Stocks finished the day lower for a fifth straight day, with the S&P 500 down by 25 bps to close at 5,011. Today is OPEX, and with the passing of OPEX, we will see gamma levels unclench and the stickiness we have seen in the S&P 500 at the 5,000 level release. A good portion of that gamma will likely be released at the opening today, with monthly OPEX set to expire. However, 0DTE options continue trading until the end of the day.
It has been an observable and easy pattern to see how the index tends to either gap higher or move sharply higher right out of the opening and then tends to fade the rest of the day, starting mid-morning. You have to wonder at what point the market stops getting bid up in the morning, and traders just start selling from the start.
As Gammalabs shows, CTAs are now sellers of the S&P 500, which is one reason why we are seeing the early buying met by that end-of-day wave of selling.
(Gammalabs)
Additionally, as Gammalabs shows, the S&P 500 is also in net negative gamma, which means that the market makers are not buying the dip but following the selling CTAs are doing. In negative gamma regimes, market makers follow the trend; in positive gamma, they are sellers of strengths and buyers of weakness.
(Gammalabs)
We already knew liquidity was dropping, as noted by changes in the TGA and book depth of the e-minis, but yesterday, the Fed balance sheet showed that reserve balances fell to $3.33 trillion from $3.61 trillion last week, or nearly $300 billion in one week. In April 2022, we saw reserves fall about $400 billion, which resulted in a very bad stretch for the market. This was the biggest move lower in reserves since then.
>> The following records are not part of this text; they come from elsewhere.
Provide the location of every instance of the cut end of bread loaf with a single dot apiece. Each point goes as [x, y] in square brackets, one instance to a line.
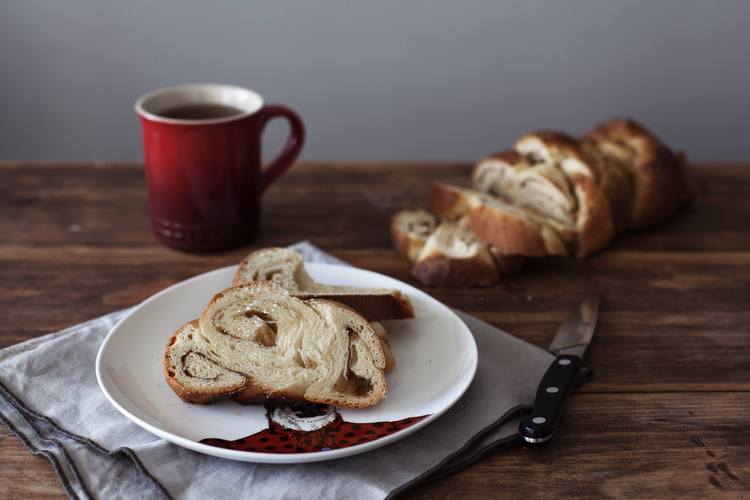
[453, 257]
[285, 267]
[259, 344]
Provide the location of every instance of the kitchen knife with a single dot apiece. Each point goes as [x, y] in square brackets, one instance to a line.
[569, 345]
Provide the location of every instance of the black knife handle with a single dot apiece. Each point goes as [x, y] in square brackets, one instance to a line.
[551, 396]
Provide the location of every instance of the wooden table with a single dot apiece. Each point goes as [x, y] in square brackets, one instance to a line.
[667, 413]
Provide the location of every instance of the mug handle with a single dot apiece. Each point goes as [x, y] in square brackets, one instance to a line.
[291, 149]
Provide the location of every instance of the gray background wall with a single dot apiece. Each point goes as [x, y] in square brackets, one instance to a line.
[385, 80]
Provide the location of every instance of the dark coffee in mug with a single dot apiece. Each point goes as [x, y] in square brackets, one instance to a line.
[202, 152]
[206, 111]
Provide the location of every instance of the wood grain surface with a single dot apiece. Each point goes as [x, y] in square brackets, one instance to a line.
[666, 415]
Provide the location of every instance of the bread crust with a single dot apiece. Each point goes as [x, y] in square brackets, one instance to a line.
[660, 180]
[515, 229]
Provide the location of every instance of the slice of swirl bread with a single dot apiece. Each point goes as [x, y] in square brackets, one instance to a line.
[259, 344]
[285, 267]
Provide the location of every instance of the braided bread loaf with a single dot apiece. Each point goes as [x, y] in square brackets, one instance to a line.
[259, 344]
[554, 194]
[285, 267]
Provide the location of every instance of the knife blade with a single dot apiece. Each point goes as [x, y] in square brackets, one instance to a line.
[569, 346]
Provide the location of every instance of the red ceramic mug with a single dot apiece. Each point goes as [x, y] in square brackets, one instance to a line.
[203, 163]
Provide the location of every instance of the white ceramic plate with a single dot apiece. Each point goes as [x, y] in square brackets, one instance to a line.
[436, 358]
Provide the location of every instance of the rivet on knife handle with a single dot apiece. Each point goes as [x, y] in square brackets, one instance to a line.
[551, 396]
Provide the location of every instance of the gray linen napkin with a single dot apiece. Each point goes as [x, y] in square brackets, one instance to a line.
[50, 399]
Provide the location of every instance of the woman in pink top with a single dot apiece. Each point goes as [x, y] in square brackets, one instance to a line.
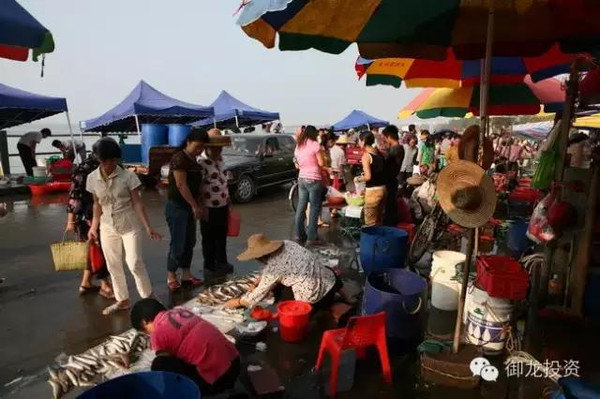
[186, 344]
[309, 160]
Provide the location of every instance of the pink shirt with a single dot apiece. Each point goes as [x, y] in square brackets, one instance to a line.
[193, 340]
[306, 157]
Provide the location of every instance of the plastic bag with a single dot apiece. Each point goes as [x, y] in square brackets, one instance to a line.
[539, 229]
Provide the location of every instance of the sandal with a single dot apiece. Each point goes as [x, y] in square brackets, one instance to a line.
[114, 308]
[194, 282]
[83, 290]
[173, 285]
[108, 294]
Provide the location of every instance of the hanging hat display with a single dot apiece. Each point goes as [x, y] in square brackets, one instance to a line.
[466, 194]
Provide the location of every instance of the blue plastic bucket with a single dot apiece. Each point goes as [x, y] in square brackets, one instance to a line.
[517, 236]
[177, 134]
[382, 248]
[153, 135]
[402, 295]
[147, 385]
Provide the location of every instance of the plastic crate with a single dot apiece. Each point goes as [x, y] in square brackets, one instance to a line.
[502, 277]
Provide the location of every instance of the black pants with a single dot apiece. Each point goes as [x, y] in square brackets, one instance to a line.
[214, 238]
[27, 158]
[175, 365]
[391, 206]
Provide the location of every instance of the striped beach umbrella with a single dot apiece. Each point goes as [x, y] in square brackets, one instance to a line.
[456, 73]
[426, 28]
[525, 98]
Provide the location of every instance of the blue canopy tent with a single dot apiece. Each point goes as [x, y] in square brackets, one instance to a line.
[357, 119]
[230, 112]
[18, 106]
[145, 104]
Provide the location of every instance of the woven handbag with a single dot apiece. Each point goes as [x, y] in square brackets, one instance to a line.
[70, 255]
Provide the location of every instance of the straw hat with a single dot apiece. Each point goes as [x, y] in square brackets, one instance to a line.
[466, 194]
[258, 246]
[416, 180]
[343, 139]
[216, 139]
[469, 145]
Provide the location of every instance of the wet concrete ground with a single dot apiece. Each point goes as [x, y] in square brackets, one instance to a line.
[42, 315]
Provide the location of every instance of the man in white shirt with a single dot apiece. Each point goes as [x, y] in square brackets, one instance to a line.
[70, 147]
[26, 147]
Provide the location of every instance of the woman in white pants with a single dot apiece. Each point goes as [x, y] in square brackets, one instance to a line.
[118, 211]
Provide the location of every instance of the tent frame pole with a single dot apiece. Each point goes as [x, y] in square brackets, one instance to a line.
[483, 112]
[137, 124]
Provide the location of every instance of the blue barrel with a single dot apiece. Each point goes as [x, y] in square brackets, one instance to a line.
[147, 385]
[177, 134]
[517, 236]
[382, 247]
[153, 134]
[402, 295]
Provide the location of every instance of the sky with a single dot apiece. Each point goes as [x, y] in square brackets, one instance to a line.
[190, 50]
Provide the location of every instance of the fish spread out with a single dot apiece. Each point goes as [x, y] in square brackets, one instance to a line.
[221, 293]
[118, 352]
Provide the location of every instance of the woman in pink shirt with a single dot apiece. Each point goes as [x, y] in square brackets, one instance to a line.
[186, 344]
[309, 160]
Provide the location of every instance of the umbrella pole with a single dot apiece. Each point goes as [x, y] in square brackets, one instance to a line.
[137, 124]
[483, 107]
[72, 135]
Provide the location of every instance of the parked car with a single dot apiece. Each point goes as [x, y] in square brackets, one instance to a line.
[256, 161]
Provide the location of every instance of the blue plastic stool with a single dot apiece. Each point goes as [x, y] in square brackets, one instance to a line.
[147, 385]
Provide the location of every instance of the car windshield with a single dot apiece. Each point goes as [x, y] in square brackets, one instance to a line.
[243, 146]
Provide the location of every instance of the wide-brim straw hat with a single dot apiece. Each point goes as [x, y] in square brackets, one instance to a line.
[217, 139]
[466, 194]
[468, 148]
[343, 139]
[416, 180]
[258, 246]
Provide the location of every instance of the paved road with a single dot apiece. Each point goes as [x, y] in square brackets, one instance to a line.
[42, 315]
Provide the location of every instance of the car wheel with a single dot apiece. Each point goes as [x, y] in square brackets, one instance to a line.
[245, 189]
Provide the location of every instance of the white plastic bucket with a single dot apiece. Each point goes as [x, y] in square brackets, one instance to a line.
[39, 171]
[487, 319]
[444, 290]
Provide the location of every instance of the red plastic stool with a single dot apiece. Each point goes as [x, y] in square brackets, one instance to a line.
[360, 333]
[410, 229]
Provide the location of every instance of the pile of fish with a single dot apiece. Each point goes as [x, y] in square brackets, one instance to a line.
[84, 369]
[221, 293]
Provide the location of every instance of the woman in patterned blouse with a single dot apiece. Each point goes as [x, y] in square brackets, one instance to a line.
[214, 192]
[287, 264]
[79, 219]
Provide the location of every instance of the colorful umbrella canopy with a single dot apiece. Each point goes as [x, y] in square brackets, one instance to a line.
[525, 98]
[20, 31]
[456, 73]
[426, 28]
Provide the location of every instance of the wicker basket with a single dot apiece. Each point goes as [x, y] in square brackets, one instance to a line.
[447, 373]
[70, 255]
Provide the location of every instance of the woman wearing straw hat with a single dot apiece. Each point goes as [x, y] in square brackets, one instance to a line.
[292, 266]
[215, 195]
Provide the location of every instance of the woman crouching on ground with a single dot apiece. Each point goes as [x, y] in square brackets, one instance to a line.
[215, 195]
[184, 207]
[118, 210]
[295, 268]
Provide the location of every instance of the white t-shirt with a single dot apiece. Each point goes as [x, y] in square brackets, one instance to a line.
[29, 138]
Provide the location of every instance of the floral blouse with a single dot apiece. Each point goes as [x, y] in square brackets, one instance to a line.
[295, 267]
[81, 202]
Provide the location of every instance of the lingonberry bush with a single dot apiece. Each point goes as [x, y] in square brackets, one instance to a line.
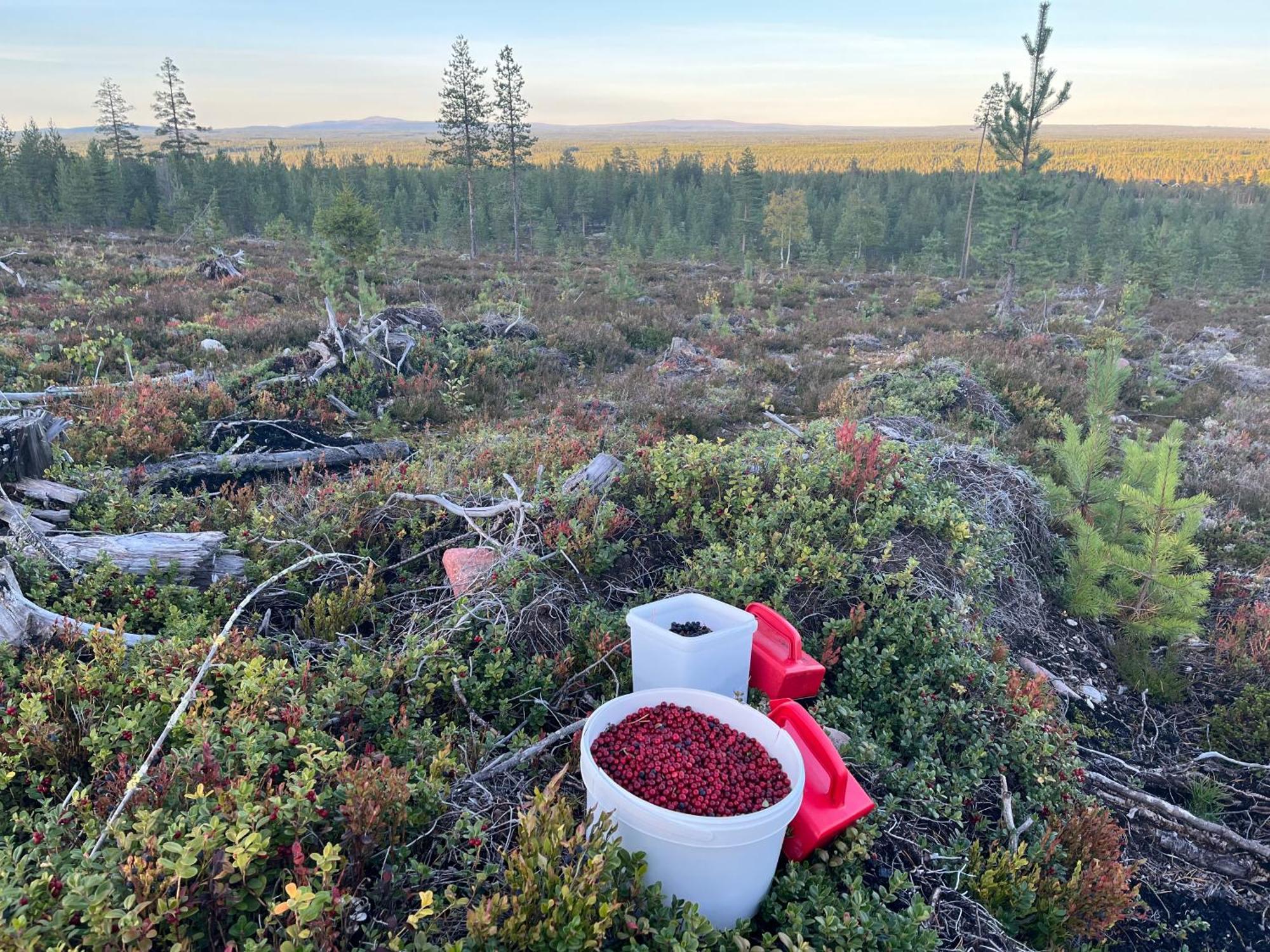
[319, 793]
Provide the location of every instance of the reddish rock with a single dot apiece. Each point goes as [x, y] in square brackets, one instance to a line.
[465, 565]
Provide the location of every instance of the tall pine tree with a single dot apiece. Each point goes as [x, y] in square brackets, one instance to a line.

Additionally, we saw rates move higher yesterday, and the US dollar strengthened, which again is working to tigthen financial conditions in the background. At this point, we now have liquidity, systematic, and options flows working against the market. It is a period where liquidity, fundamentals, and flows all come together simultaneously, and they aren’t in favor of stocks going higher.
Netflix Reports Great Subscriber Additions
Meanwhile, Netflix (NASDAQ:NFLX) reported great subscriber additions, but the market did not care, with the stock still trading down by almost 5%. Revenue guidance for the second quarter and the full year was a bit weak, and their free cash flow for the full year was below estimates, despite the company not changing it.
Additionally, the company said starting 1Q’25 will no longer report quarterly membership numbers. Which kind of makes you wonder why? Membership growth has been a significant driver of the stock price, and the first thought is that the company doesn’t want investors to perhaps focus on slowing membership growth.
Meanwhile, the stock is trading at $582, which is an important support level that dates back to July 2020. It is also quite possible that it breaks an uptrend, which is the basis for a rising wedge pattern. If that $580 region of support breaks, the next target could be that gap fill around $493.